An die unzähligen Strafverfahren und die unüberschaubare Anzahl von Beschuldigten im Zusammenhang mit Cum/Ex-Transaktionen hat sich die Praxis der Strafverteidigung (fast) gewöhnt. Droht nun dasselbe im Zusammenhang mit Cum/Cum? Vor dem Hintergrund des Rundschreibens des Bundesministeriums der Finanzen vom 9. Juli 2021 (Az. IV C 1 – S 2252/19/10035) ist dies jedenfalls nicht auszuschließen, auch wenn die steuerrechtliche Bewertung dieser Geschäfte noch offen ist.  

Cum/Cum-Transaktionen

Unter Cum/Cum-Transaktionen versteht man Aktiengeschäfte, bei denen die Lieferung von Aktien mit Dividendenanspruch vereinbart wird und solche Aktien spätestens am Tag der Hauptversammlung der die Dividende ausschüttenden Gesellschaft (sog. Dividendenstichtag) auch geliefert werden. Solche Geschäfte sollen – jedenfalls inzwischen – fragwürdig sein, weil ein ausländischer Aktieninhaber (sog. Steuerausländer) einer deutschen Gesellschaft (sog. Steuerinländer) den Aktienbesitz nur deshalb verschafft haben soll, um keine Kapitalertragsteuer zahlen zu müssen. Der Gewinn der Cum/Cum-Transaktionen soll letztlich überwiegend dem Steuerausländer zugeflossen sein, aber auch der Steuerinländer soll einen wirtschaftlichen Vorteil erhalten haben.

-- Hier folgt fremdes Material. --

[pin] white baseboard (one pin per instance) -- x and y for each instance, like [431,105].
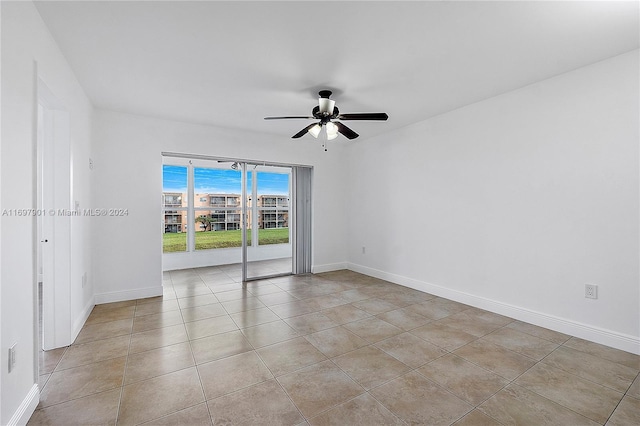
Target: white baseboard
[563,325]
[318,269]
[27,407]
[119,296]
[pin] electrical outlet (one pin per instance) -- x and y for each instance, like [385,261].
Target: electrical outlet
[591,291]
[12,357]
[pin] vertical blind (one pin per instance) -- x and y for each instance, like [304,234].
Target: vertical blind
[301,185]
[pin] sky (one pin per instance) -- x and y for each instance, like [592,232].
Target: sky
[221,181]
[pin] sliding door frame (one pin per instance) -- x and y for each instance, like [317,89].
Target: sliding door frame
[296,235]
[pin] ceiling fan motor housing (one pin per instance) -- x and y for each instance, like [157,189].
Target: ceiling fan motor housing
[326,105]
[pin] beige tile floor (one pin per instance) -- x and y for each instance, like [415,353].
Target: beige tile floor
[336,348]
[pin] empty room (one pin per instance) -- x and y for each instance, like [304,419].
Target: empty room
[320,212]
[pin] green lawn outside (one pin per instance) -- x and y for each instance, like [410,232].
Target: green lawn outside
[175,242]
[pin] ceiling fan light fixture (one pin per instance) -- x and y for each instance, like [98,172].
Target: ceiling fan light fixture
[315,130]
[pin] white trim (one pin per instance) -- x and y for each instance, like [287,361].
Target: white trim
[79,322]
[318,269]
[26,408]
[119,296]
[606,337]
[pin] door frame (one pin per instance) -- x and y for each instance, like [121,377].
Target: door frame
[242,163]
[53,192]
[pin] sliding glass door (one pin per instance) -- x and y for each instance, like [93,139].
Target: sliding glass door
[268,250]
[238,215]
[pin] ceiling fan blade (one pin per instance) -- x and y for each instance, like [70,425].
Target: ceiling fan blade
[287,118]
[347,132]
[303,132]
[381,116]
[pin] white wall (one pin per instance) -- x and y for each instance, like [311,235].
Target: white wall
[127,251]
[27,46]
[514,203]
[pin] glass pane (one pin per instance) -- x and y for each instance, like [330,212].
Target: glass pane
[217,229]
[219,189]
[273,208]
[174,199]
[174,238]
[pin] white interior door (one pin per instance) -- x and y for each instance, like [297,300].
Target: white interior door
[54,227]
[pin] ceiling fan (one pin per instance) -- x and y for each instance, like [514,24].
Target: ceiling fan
[326,111]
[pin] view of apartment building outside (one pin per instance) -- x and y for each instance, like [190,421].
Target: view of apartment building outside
[223,212]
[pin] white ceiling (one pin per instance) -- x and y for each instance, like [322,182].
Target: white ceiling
[230,64]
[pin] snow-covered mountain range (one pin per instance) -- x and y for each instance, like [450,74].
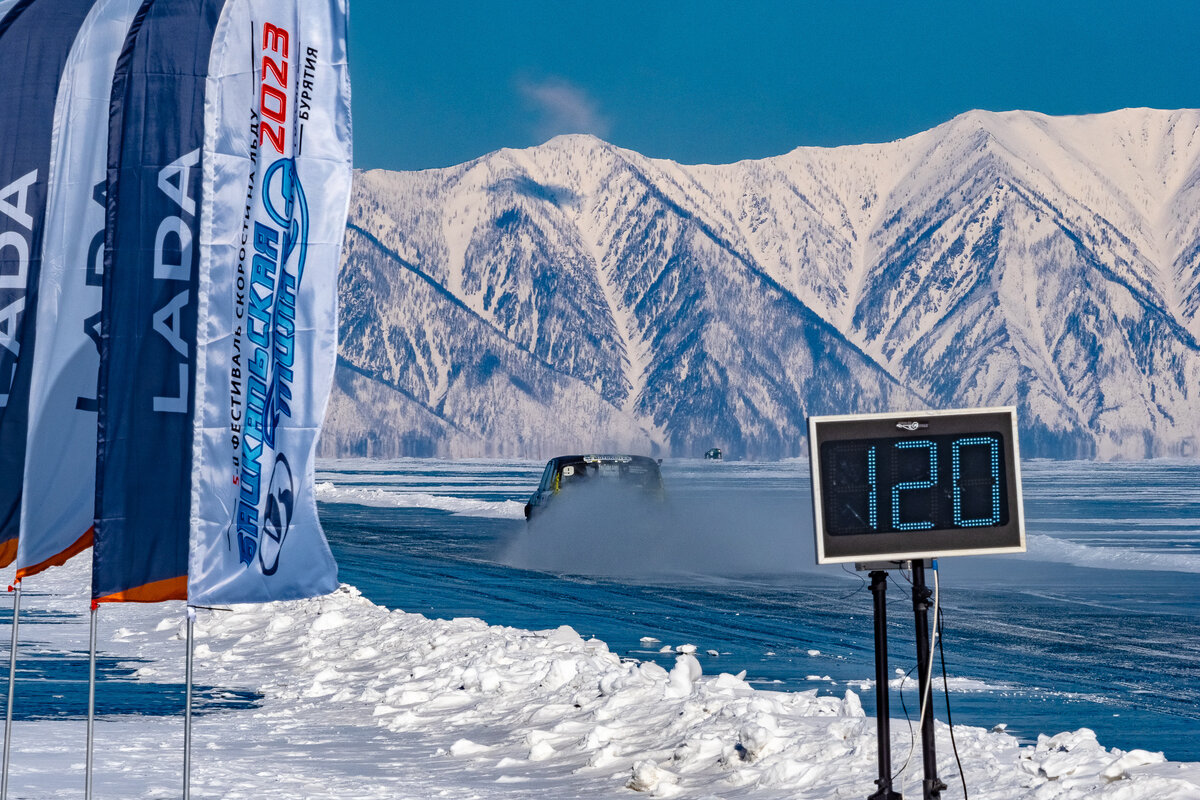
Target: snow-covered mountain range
[581,296]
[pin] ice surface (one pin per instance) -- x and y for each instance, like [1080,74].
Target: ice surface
[360,702]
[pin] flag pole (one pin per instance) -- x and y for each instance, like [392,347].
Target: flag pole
[91,701]
[12,679]
[187,710]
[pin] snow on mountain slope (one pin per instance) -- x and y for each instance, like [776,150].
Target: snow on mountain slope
[577,295]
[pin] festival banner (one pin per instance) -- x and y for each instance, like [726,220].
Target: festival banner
[148,324]
[276,166]
[60,456]
[35,40]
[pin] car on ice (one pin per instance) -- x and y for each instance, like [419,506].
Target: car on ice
[568,473]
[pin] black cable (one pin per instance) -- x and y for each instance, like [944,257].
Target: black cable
[946,689]
[862,583]
[912,738]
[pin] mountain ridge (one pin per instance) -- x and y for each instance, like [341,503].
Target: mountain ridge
[622,301]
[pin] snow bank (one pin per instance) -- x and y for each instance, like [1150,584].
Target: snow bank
[327,492]
[363,702]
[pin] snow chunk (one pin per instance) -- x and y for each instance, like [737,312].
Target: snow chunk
[1120,768]
[648,776]
[683,677]
[467,747]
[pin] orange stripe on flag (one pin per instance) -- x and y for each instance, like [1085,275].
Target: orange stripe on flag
[150,593]
[7,552]
[79,546]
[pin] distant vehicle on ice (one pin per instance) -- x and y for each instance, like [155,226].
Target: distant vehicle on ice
[565,473]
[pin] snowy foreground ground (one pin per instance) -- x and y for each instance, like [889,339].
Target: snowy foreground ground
[363,703]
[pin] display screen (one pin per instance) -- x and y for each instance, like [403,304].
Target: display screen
[889,485]
[893,487]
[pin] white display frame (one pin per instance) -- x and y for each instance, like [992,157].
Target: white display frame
[928,542]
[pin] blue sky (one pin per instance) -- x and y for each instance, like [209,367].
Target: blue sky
[712,82]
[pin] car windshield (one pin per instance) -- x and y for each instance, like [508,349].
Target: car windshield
[635,474]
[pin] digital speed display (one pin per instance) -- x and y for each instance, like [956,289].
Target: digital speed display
[895,487]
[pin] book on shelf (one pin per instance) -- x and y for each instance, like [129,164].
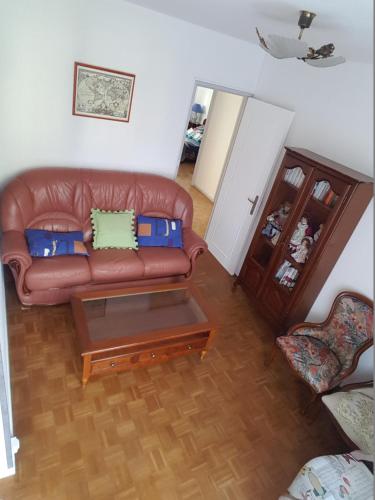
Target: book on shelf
[287,274]
[294,176]
[321,189]
[330,198]
[289,278]
[280,272]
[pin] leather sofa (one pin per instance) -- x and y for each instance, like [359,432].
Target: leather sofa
[60,199]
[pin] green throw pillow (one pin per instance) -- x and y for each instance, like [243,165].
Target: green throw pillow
[113,229]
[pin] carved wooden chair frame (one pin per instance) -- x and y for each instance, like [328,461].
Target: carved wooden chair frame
[366,345]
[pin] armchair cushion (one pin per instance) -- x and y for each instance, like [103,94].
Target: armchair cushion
[311,359]
[348,329]
[354,412]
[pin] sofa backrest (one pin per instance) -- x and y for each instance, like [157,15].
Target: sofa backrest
[60,199]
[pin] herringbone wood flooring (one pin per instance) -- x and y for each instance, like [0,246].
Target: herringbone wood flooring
[223,428]
[202,205]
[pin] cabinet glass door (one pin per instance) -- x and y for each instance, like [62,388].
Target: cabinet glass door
[321,204]
[277,217]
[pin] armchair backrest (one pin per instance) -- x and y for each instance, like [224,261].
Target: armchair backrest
[349,327]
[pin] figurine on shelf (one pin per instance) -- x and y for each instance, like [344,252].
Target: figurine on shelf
[302,251]
[318,232]
[276,221]
[303,229]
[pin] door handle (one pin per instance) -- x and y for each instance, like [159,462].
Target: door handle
[253,203]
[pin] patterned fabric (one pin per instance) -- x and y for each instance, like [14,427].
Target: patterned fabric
[354,412]
[350,327]
[312,359]
[333,477]
[43,243]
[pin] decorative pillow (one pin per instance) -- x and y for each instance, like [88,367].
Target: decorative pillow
[50,243]
[113,229]
[354,412]
[156,232]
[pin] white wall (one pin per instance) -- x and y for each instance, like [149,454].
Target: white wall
[334,110]
[6,426]
[225,109]
[203,96]
[42,39]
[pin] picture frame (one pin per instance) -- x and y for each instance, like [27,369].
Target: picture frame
[102,93]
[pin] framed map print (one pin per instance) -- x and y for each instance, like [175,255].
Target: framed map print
[102,93]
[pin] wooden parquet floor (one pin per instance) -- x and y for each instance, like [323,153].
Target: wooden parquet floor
[202,205]
[222,428]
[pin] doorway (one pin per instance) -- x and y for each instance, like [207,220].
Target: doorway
[207,141]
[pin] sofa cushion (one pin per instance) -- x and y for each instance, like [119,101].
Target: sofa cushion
[113,229]
[114,265]
[160,262]
[58,272]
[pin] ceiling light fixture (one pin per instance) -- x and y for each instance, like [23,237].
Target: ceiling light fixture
[282,47]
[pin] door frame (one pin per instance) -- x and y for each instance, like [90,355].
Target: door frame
[230,90]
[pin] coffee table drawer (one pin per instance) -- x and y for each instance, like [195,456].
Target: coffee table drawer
[172,351]
[111,364]
[147,357]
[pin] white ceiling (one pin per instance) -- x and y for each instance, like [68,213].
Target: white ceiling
[346,23]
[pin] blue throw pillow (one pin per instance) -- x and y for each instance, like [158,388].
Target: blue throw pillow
[155,232]
[50,243]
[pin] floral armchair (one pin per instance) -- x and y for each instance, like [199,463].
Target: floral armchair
[323,354]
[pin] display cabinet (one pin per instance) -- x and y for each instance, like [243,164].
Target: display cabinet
[312,210]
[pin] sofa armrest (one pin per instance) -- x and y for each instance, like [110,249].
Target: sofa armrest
[14,248]
[194,245]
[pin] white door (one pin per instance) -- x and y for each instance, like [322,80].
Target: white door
[260,137]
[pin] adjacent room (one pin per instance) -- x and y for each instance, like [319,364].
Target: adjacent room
[186,288]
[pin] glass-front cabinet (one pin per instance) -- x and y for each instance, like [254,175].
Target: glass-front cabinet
[301,233]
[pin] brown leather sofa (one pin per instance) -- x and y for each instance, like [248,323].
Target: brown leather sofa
[60,199]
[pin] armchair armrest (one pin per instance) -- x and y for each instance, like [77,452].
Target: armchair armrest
[193,244]
[14,248]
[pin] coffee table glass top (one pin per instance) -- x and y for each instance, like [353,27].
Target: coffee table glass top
[140,313]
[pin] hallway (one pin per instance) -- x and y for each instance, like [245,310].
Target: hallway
[202,205]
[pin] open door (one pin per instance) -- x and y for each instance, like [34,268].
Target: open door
[260,137]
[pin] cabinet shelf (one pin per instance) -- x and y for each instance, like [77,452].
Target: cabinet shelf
[320,204]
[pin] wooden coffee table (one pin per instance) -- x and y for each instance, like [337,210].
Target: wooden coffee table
[128,328]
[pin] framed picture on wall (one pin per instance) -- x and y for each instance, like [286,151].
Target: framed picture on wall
[102,93]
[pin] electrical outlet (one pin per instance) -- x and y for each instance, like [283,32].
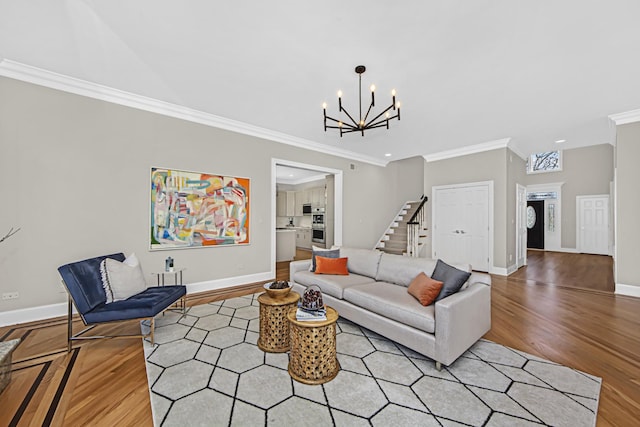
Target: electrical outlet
[10,295]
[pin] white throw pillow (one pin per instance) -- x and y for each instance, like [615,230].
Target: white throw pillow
[122,280]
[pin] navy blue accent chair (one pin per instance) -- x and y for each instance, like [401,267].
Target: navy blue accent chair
[83,282]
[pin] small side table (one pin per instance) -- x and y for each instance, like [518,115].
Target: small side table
[274,326]
[313,358]
[177,280]
[177,276]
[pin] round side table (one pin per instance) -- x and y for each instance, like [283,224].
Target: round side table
[274,326]
[313,358]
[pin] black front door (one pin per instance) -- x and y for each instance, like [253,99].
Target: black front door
[535,224]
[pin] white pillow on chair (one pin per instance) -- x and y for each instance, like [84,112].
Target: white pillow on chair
[122,280]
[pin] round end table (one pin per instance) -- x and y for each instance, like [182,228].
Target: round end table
[313,358]
[274,326]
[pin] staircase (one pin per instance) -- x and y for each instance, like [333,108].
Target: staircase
[407,232]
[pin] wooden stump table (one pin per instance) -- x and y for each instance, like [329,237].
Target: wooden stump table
[274,326]
[313,358]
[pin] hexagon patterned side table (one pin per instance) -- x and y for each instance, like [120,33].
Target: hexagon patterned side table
[274,326]
[313,358]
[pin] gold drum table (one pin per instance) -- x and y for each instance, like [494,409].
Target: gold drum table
[274,326]
[313,358]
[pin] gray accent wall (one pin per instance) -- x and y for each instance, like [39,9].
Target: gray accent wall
[74,175]
[628,205]
[585,171]
[516,174]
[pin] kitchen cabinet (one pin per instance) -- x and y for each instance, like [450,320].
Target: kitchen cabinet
[285,245]
[285,203]
[303,238]
[318,197]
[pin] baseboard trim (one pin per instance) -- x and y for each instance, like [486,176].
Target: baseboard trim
[33,314]
[628,290]
[498,271]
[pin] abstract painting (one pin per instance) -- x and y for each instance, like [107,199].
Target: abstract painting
[191,209]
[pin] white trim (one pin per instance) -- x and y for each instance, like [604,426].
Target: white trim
[489,185]
[625,117]
[33,314]
[517,151]
[579,221]
[30,74]
[628,290]
[226,282]
[337,205]
[471,149]
[501,271]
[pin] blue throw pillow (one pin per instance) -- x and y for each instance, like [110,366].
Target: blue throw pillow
[451,277]
[332,253]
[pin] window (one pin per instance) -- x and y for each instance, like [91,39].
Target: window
[549,161]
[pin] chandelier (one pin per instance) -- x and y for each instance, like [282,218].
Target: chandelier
[363,123]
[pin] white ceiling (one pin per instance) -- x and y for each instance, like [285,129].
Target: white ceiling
[466,72]
[294,175]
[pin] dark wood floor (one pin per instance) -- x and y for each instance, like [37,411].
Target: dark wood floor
[561,315]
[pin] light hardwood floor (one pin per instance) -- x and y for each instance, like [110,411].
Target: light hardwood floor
[558,316]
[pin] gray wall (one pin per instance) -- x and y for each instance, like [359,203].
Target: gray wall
[516,174]
[74,174]
[628,204]
[485,166]
[585,171]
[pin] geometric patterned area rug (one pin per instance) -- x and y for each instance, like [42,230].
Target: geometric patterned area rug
[207,370]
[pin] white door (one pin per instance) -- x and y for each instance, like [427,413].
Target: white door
[593,224]
[461,225]
[521,226]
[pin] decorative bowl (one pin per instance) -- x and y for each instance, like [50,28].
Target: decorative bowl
[276,293]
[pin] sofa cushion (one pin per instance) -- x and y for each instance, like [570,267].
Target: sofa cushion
[83,281]
[424,289]
[331,266]
[122,280]
[394,302]
[362,261]
[452,278]
[401,270]
[330,284]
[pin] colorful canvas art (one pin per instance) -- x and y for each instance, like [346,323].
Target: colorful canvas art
[190,209]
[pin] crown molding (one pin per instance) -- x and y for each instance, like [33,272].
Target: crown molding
[41,77]
[471,149]
[625,117]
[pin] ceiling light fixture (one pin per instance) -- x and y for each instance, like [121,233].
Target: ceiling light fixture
[363,123]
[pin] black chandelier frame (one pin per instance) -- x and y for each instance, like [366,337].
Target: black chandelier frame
[364,123]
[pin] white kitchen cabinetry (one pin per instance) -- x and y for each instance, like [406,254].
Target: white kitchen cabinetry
[303,238]
[285,203]
[317,197]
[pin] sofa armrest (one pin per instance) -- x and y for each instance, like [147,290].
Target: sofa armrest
[461,320]
[296,266]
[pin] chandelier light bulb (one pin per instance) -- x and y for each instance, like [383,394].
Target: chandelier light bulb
[366,117]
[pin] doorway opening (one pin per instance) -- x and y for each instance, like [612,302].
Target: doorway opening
[331,212]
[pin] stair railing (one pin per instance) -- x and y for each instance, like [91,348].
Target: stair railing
[415,226]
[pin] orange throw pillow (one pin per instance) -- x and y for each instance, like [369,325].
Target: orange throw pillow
[326,265]
[424,289]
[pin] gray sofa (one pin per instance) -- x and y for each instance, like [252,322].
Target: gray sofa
[374,295]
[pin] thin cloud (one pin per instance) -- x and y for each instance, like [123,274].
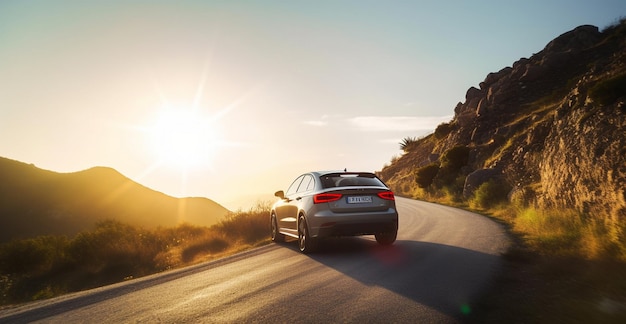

Unterschied zu Cum/Ex-Transaktionen

Anders als bei den schon umfassend diskutierten Cum/Ex-Transaktionen wurde bei Cum/Cum-Geschäften nicht eine nur einmal geleistete Kapitalertragsteuer doppelt oder mehrfach erstattet, sondern es wurde lediglich eine geleistete Steuer zurückerstattet wie dies, wenn inländische Unternehmen Aktien anderer Unternehmen halten, regelmäßig der Fall ist.

Keine Anrechnung der Kapitalertragsteuer laut Rundschreiben

Nach dem Rundschreiben des Bundesministeriums der Finanzen vom 9. Juli 2021 soll bei Cum/Cum-Geschäften das sog. wirtschaftliche Eigentum an den Aktien nun regelmäßig nicht an den Steuerinländer übertragen worden sein mit der Folge, dass der Steuerinländer die Kapitalertragsteuer nicht hätte anrechnen dürfen. Grund hierfür sei, dass der Steuerinländer bei Cum/Cum-Transaktionen weder den üblichen Chancen noch den Risiken von Aktiengeschäften ausgesetzt gewesen sei, sondern das Geschäft gegen Kursschwankungen abgesichert gewesen wäre. Das Schreiben, das die Finanzbehörden bei ihrer Verwaltungstätigkeit grundsätzlich zu berücksichtigen haben, soll auf alle noch offenen Fälle angewendet werden.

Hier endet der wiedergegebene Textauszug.